An animal of superlatives, the hummingbird (Archilochus sp.) is one of our yard's most charming visitors. Hummingbirds include the smallest birds, have the fastest wing beats, and are the only birds who gather their nectar diet almost exclusively while hovering. They are masters of control in flight; only insects can perform many of the same feats. Here in central Texas, we are at the overlapping ranges of two common hummingbird species, the ruby-throated from the east and the black-chinned from the west. Immature individuals, such as the one pictured above, are very difficult to pin down because they look so similar.
Hummingbirds are native only to the Americas, being most diverse in South America. Because of their nectar diet, they are important pollinators. In fact, the anthers of the big red sage flower, at which the bird shown here is feeding, are touching the top of its head in a perfect spot to drop pollen, which will then be rubbed off on another flower's stamen.
The nests of hummers are, as might be expected, quite tiny. The birds use spider webs and bits of lichen and/or plant fibers in their construction.
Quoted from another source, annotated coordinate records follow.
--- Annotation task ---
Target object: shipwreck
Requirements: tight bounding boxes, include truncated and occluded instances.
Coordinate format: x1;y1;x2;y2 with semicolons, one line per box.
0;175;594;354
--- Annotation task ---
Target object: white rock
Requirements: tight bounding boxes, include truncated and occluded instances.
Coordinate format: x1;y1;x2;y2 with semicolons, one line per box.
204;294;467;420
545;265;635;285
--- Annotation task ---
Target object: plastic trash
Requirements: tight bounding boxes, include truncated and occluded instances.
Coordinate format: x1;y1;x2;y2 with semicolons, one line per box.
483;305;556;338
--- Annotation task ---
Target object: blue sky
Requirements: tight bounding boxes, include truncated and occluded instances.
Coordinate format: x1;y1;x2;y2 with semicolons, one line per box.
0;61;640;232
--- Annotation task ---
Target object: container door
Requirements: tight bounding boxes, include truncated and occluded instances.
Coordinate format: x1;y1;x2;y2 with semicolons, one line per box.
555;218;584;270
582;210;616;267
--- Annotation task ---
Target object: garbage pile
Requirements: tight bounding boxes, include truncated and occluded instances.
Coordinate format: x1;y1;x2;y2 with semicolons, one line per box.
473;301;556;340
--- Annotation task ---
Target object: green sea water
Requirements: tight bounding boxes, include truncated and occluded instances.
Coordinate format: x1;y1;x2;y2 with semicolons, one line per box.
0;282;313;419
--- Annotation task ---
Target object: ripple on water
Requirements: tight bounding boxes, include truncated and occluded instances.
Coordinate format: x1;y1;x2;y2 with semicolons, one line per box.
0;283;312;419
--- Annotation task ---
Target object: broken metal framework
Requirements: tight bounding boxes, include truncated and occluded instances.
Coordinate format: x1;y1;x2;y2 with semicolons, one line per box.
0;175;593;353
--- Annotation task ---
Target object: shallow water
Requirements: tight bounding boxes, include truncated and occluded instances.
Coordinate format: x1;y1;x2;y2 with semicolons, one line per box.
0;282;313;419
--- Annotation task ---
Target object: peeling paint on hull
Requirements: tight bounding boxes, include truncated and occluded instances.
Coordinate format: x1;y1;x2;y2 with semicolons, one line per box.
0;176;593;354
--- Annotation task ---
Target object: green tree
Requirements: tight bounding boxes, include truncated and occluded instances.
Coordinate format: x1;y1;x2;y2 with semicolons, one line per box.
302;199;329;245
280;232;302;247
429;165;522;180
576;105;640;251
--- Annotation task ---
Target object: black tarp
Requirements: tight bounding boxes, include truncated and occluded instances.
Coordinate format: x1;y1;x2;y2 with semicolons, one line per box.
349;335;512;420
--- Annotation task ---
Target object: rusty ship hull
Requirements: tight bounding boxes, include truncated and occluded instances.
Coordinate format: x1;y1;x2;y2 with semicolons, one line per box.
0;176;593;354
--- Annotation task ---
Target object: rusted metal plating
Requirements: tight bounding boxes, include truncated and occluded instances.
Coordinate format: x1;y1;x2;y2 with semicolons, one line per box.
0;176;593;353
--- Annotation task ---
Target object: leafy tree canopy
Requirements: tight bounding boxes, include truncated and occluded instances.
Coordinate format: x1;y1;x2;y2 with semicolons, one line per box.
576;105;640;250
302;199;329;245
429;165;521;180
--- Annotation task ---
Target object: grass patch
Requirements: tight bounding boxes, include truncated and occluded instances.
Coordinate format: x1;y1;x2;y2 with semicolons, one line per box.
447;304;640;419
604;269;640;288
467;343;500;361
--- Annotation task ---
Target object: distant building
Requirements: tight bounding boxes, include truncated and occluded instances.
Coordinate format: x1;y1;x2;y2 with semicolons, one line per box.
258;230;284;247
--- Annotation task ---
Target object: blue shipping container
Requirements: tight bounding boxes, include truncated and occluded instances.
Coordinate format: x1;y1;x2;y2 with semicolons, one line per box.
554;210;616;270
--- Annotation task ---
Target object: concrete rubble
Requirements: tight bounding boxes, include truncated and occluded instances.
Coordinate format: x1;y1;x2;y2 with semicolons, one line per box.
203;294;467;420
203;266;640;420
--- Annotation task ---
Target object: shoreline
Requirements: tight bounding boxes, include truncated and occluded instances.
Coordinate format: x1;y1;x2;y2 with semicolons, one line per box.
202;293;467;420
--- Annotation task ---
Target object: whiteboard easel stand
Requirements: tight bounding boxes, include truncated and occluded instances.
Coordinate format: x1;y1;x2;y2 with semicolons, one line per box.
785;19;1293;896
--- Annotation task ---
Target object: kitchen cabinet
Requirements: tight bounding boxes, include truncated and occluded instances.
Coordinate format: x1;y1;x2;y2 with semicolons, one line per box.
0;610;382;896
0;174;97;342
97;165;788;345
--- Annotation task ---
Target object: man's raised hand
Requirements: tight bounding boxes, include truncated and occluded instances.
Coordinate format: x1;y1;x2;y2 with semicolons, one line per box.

The female lays two eggs.
Because of their specialized food source, hummingbirds are very territorial. They are particularly fond of red flowers but also like other nectar-laden blooms. In the spring, our mimosa tree's pink puffy blossoms attract hummingbirds along with insects. The tree is located near a backyard pond and I've seen a patrolling red dragonfly (who was protecting his pond) and a ruby-throated hummingbird (who was protecting his tree) chase each other all over the yard, even around the house!
While hummingbirds cannot be mistaken for any other kind of bird, observers do sometimes mix them up with sphinx moths, which look surprisingly like hummingbirds as they feed at flowers.